Koreas discuss removing North’s artillery systems

NEGOTIATIONS:The North demanded that Seoul and the US withdraw their own artillery systems from the border as a reciprocal measure, South Korean media said

AP, SEOUL

The rival Koreas are discussing the possible relocation of North Korea’s long-range artillery systems away from the tense Korean border, South Korean Prime Minister Lee Nak-yeon said yesterday as the countries forge ahead with steps to lower tensions and extend a recent detente.

North Korea has deployed an estimated 1,000 artillery pieces along the border, posing a significant threat to Seoul and the metropolitan area.

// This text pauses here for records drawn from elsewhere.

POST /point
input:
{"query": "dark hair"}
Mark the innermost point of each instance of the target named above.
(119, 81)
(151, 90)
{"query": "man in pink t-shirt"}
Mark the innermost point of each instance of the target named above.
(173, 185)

In a speech marking the 68th anniversary of the outbreak of the 1950-1953 Korean War, Lee said that “moving [North Korea’s] long-range artillery to the rear is under discussion,” as he explained what types of goodwill steps between the sides have been taken in the past few months.

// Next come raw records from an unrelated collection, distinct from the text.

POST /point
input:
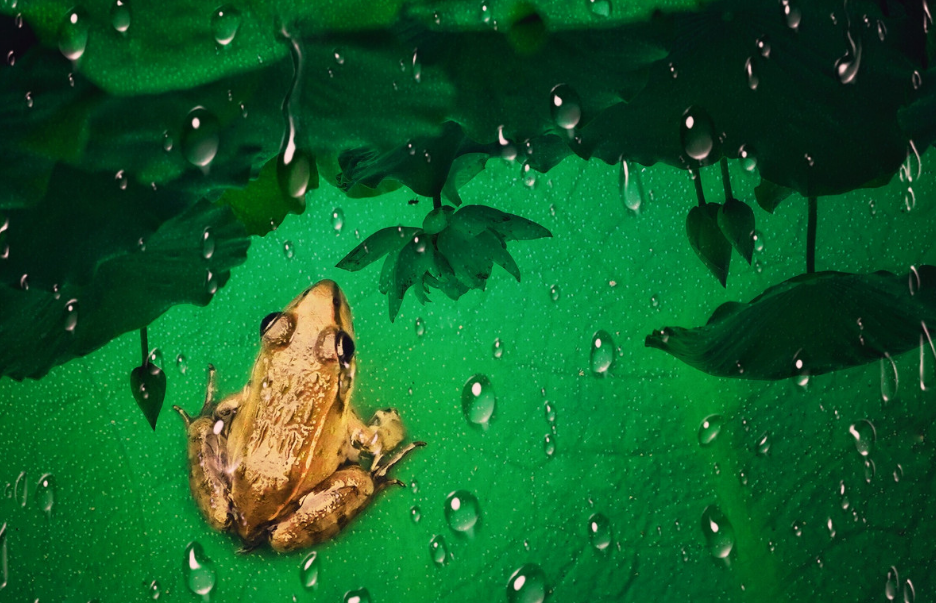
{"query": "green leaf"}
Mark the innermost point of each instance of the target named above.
(708, 241)
(811, 324)
(736, 221)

Lee’s comments appear to be Seoul’s first official confirmation of media reports that South Korea demanded that the North reposition its forward-deployed artillery pieces during inter-Korean military talks this month.

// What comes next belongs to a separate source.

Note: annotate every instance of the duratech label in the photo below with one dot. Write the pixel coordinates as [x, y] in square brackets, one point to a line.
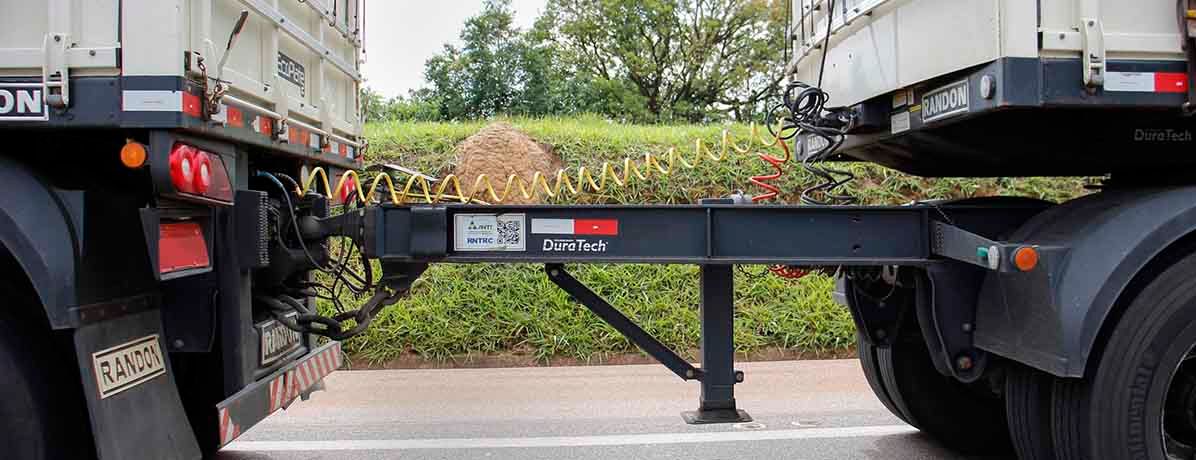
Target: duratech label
[126, 366]
[946, 102]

The South Korean Ministry of Defense, which has denied the reports, said it had no immediate comment on Lee’s speech.

A 2016 South Korean defense white paper described the North’s long-range artillery as one of the country’s biggest threats, along with its nuclear and missile programs.

Seoul, a city of about 10 million people, is about 40km to 50km from the border.

South Korean media speculated that during the June 14 military talks, the North likely demanded that South Korea and the US withdraw their own artillery systems from the border as a reciprocal measure.

About 28,500 US soldiers are deployed in South Korea.

Also yesterday, military officers from the two Koreas met to discuss how to fully restore their military hotline communication channels, the ministry said.

The results of the talks were expected later yesterday.

The talks came a day after Seoul said it would “indefinitely suspend” two small-scale annual military drills with the US.

The drills involving marines from the allies were supposed to occur from next month to September, the ministry said in a statement.

South Korea is willing to take unspecified additional measures if North Korea is continuously engaged in “productive” negotiations, it said.

Last week, South Korea and the US announced the suspension of their larger, annual military exercises called the Ulchi Freedom Guardian, part of their efforts to increase the chances of successful nuclear diplomacy with North Korea.

Some experts have said the drills’ suspension could weaken the allies’ combined defense posture against North Korea.